# How to develop 122 film using ordinary Patterson nylon reels:



## 480sparky (Nov 1, 2015)

The parts needed: Patterson System 4 tank and two adjustable nylon reels. You will also notice two pieces of plexiglass in this image... a rectangle and a donut. 






This method uses off-the-shelf nylon reels, and two custom-cut pieces of plexi.  The square piece is to position the reels once they have been prepared, the donut to space two pieces that are mated in an unusual fashion (more about this later):







The first step is to remove the reels from the fill tube and separate them into their 4 parts.  Only 3 will be needed for this method.







Place the custom-made donut over the center portion of the 'inner' segment of one of the reels:








Take one of the outer' reel segments and place it on the 'innerr' segment, only ---backwards---!







Apply enough pressure to overcome the resistance, and the two segments will pop together.  The plexi donut will be the creamy center of your 122 Oreo.







The purpose of the donut is to keep the two segments parallel.  Without it, the little feed tab on the left portion of the reel will cause the right part to skew.  This will make feeding your 122 film into the final assembly impossible.

Now slide the single 'inner' part of the other reel onto the fill tube, making sure it's pushed all the way down.







Slide your Oreo-cookie assembly part of the reels onto the tube, making sure to line up the parts you feed the film into.







This method works if there's enough friction between the reels and the fill tube to hold everything in place.

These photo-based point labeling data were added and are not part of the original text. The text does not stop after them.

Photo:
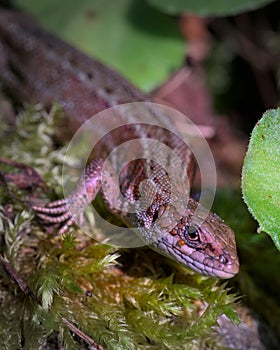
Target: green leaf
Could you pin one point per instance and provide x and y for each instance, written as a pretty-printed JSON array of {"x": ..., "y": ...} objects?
[
  {"x": 140, "y": 42},
  {"x": 261, "y": 174},
  {"x": 208, "y": 8}
]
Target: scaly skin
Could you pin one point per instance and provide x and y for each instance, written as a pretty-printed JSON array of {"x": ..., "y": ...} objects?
[{"x": 36, "y": 66}]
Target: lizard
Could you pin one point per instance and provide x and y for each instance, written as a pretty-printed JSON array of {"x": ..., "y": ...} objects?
[{"x": 37, "y": 66}]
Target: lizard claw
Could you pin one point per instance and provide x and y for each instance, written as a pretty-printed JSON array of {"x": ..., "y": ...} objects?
[{"x": 56, "y": 212}]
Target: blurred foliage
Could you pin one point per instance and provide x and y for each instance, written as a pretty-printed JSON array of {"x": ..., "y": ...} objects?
[
  {"x": 258, "y": 279},
  {"x": 208, "y": 8},
  {"x": 128, "y": 35},
  {"x": 261, "y": 174}
]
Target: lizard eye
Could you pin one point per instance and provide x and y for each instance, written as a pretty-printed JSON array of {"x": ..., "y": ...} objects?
[{"x": 192, "y": 233}]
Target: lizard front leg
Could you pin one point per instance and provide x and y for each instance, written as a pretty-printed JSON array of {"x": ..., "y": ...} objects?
[{"x": 68, "y": 210}]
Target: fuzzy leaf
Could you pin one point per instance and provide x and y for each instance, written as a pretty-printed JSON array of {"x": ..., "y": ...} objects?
[{"x": 261, "y": 174}]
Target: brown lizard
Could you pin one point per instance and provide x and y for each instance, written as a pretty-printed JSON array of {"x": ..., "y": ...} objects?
[{"x": 36, "y": 66}]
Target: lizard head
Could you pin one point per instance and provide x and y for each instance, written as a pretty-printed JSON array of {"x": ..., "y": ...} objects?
[{"x": 208, "y": 248}]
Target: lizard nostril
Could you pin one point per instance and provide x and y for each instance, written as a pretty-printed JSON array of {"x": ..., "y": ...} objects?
[{"x": 223, "y": 259}]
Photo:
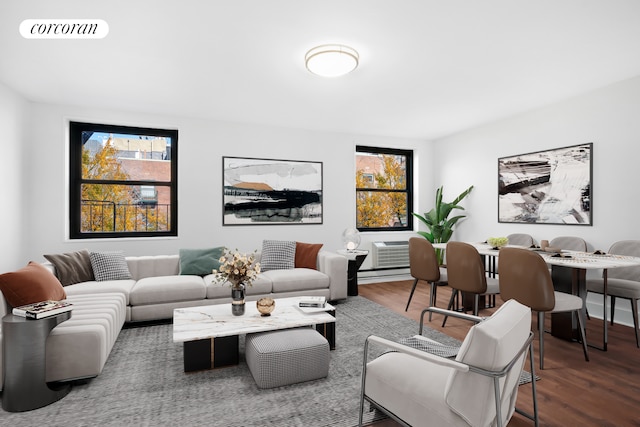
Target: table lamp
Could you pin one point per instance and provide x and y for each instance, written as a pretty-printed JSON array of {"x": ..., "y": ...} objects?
[{"x": 351, "y": 239}]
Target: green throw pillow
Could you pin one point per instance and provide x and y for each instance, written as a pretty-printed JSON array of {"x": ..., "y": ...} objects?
[{"x": 200, "y": 262}]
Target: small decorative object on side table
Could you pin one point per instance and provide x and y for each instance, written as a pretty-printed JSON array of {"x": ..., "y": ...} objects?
[
  {"x": 24, "y": 363},
  {"x": 351, "y": 241},
  {"x": 356, "y": 258},
  {"x": 265, "y": 306}
]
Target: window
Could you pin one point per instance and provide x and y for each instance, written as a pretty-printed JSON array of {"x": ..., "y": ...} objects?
[
  {"x": 123, "y": 181},
  {"x": 384, "y": 197}
]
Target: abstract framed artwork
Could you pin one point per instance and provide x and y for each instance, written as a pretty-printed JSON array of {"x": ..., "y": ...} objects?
[
  {"x": 269, "y": 191},
  {"x": 547, "y": 187}
]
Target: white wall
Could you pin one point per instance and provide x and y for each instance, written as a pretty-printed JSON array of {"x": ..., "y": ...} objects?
[
  {"x": 202, "y": 143},
  {"x": 13, "y": 173},
  {"x": 608, "y": 117}
]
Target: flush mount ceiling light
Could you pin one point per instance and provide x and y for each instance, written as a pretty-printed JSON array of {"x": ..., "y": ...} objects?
[{"x": 331, "y": 60}]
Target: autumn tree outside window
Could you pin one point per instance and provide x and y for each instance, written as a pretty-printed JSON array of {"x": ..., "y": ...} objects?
[
  {"x": 384, "y": 195},
  {"x": 123, "y": 181}
]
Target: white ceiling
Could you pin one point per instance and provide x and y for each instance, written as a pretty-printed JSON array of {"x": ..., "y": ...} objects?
[{"x": 428, "y": 68}]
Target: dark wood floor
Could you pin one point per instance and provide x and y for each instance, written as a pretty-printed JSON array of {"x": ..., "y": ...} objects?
[{"x": 572, "y": 392}]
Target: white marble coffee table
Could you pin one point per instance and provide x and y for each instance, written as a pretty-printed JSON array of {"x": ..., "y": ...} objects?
[{"x": 210, "y": 334}]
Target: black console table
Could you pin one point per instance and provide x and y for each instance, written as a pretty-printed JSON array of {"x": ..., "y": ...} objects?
[
  {"x": 356, "y": 258},
  {"x": 25, "y": 387}
]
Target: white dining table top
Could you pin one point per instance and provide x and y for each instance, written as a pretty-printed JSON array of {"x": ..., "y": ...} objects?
[{"x": 574, "y": 259}]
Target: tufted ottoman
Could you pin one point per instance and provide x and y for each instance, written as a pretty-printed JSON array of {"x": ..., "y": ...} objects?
[{"x": 287, "y": 356}]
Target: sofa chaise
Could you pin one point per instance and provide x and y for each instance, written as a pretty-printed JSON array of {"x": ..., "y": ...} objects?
[{"x": 79, "y": 347}]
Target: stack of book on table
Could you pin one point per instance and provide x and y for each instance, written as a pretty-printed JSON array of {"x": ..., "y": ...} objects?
[
  {"x": 42, "y": 309},
  {"x": 313, "y": 302}
]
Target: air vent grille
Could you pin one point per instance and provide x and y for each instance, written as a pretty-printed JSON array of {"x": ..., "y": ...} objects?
[{"x": 390, "y": 254}]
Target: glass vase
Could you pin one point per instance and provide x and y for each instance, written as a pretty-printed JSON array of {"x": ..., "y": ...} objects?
[{"x": 237, "y": 300}]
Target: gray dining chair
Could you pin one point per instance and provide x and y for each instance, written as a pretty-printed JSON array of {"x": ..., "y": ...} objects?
[
  {"x": 423, "y": 265},
  {"x": 569, "y": 243},
  {"x": 622, "y": 282}
]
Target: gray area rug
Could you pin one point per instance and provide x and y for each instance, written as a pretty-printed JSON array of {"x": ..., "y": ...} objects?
[{"x": 143, "y": 383}]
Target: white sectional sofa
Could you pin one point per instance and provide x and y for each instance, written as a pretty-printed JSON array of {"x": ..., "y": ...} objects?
[{"x": 79, "y": 347}]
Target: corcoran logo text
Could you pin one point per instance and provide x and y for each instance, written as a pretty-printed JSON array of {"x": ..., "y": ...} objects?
[{"x": 64, "y": 29}]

If your reels slide too easily on the fill tube, just use a little masking tape to fill the gap and tighten things up.  Now for the square piece of plexi.  I cut that out in order to space the two reels apart at the perfect distance to accept 122 film.  I just set it in, push the Oreo portion down, and presto!






My custom reel assembly is ready to load.  I keep this piece of plexi handy when loading as I may accidently move the reels on the tube.  So having it ready in the dark makes it much faster to load the film in the dark if need be.

Now for the REALLY fun part..... loading the film.  Since this film has been rolled up for at least 40 years, it doesn't want to unwind very well.  So I found that pulling it into the reels to where it's past the ball bearings is the best way to start the film into the reels.  Trying to push it in will only cause it to curl up at the corners and slip out of the reel.







Once the film is past the ball bearings, you can ----carefully----- twist the reals like normal and the film will load as usual.  I find sticking my pinkies into the unloaded film prevents the tightly-wound part from getting too close to the start of the reels and causing it to jam up or stop feeding.  With a bit of patience, the film is all loaded onto the custom reel and ready to be put in the tank.







One must be careful when handling the reels and tank once the film is loaded.  Bumping it or shaking it too hard can move the reels and cause the film to come out of the spiral.  So don't get too excited and treat everything with kid gloves.  Tapping the tank should be done lightly during developing.   I find 750ml of soup is sufficient.

With a lot of patience, and a tad bit of luck, you'll have your 122 film developed.  And the nice thing is, not only did you do it yourself, but all the equipment can easily be reverted back to it's original state.  So you can STILL use the reels for 120 or 135 film!


----------



## vintagesnaps (Nov 1, 2015)

You should look into publishing this kind of stuff, or selling precut kits, or something...


----------



## tirediron (Nov 1, 2015)

Nice!


----------



## timor (Nov 1, 2015)

480sparky said:


> And the nice thing is, not only did you do it yourself, but all the equipment can easily be reverted back to it's original state.  So you can STILL use the reels for 120 or 135 film!


Hacker like me. Just maybe better...


----------